If she’s staying in the area, maybe you could invite her over for dinner once a week (like, every Monday) and ask how she’s doing – sort of like a compromise.
Post # 7
Have you seen 21 dresses, your reminds me of that.
Post # 8
My older sister struggles with mental illness and alcohol abuse. She has been in the hospital on a psych hold and has gotten 4 DUIs. I completely understand how frustrating it is being there for her and not having it appreciated.

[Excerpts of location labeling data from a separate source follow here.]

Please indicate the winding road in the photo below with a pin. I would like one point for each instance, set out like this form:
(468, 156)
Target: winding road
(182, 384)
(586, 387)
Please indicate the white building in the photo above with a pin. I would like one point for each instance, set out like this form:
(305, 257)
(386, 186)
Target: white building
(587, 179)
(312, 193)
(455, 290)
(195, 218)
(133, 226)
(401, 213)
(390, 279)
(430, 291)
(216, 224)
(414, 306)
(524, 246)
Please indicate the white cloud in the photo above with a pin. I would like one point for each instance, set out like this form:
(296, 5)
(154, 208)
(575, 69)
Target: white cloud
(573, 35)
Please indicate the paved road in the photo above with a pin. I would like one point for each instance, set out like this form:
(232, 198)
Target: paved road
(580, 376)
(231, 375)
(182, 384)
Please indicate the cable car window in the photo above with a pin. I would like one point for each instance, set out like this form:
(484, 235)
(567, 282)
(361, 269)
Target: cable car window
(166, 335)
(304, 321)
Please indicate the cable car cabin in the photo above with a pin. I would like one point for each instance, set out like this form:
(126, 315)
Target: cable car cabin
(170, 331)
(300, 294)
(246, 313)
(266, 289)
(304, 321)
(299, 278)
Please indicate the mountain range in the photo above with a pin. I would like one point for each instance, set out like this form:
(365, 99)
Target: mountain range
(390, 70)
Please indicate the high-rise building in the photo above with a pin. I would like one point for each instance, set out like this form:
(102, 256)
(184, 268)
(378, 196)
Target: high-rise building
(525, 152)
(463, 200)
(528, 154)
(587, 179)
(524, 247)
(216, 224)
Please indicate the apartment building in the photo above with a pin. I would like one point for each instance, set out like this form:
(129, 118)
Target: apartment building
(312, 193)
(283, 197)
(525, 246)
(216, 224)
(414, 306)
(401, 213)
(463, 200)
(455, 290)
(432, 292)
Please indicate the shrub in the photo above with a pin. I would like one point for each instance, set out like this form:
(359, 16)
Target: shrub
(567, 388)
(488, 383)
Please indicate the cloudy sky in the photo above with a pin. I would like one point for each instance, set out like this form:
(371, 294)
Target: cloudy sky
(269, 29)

These situations can be exhausting. You have every right to ask her to leave. It doesn’t make you a bad person and it doesn’t mean that you don’t care about her. You can’t stop taking care of you and your responsibilities. Does she have any othe family she could stay with?
Post # 9
I think you did the right thing asking her to leave and you are not a bad person. It sounds like your sister needs professional help. Can she move back in with your parents while she sees a psychologist 2-4 times a week for a while to sort out her problems? And weather her attempt or threat of suicide is “real” or not, it is definitely a cry for help which needs to be addressed. I went through a period where I was suicidal and reached out to family for help and was ignored…which landed me in the hospital and a psych ward when I actually did make an attempt. I’m not saying you should take her in, but help her find a stable place to stay and a professional to talk to. It sounds like you’re a great sister though- mine would never take me in, not even for two weeks! 🙂
Post # 10
Thanks ladies. She’s staying with my father, his 24yr old girlfriend and my younger brother for the time being. But, that’s the living situation she was in before and it wasn’t all together healthy for her but she’s a grown-up even if she won’t act like it and has made this decision on her own. Because of where they live seeing a psychologist is difficult and not to mention extremely expensive. My sister is a drama queen and was for all of our teenage years. I genuinely thought this was a cry for help too which is why I let her stay as long as she did but, after the inital threat nothing more has been said, she left her anti-depressent behind when she left and when I asked her about it she said “oh, I know that’s ok I can live without if for a while”. I was suicidal and depressed as a teenager so she would know that this is something which would push my buttons so to speak and I’d do whatever I could to make her better. I hate to say this about my sister but this is who she is and has been for a while. If she could, she’d be peter pan and never grow up.
@MissAsB- I tried appealing the decisions (both of them, my work and the school) and didn’t get hardly anywhere. I did talk to my school and they agreed to give me until after the holidays to come up with the money. The silver lining on a otherwise grey dark cloud.
Post # 11
no advice to give, but a ton of hugs
Post # 12
Update: School lowered my tuition just a smidgen and has given me until January 4th to pay the bill, some people have offered financial help so if I can pull some of the money out of thin air I’ve got other people out there who can do the same. My sis called last night, she’s been staying with my father, and is coming by today to pick up her stuff I just hope I have the strength to stand by my decision not to have her staying here.
Thanks ladies! You’re all awesome and I appreciate y’all so much!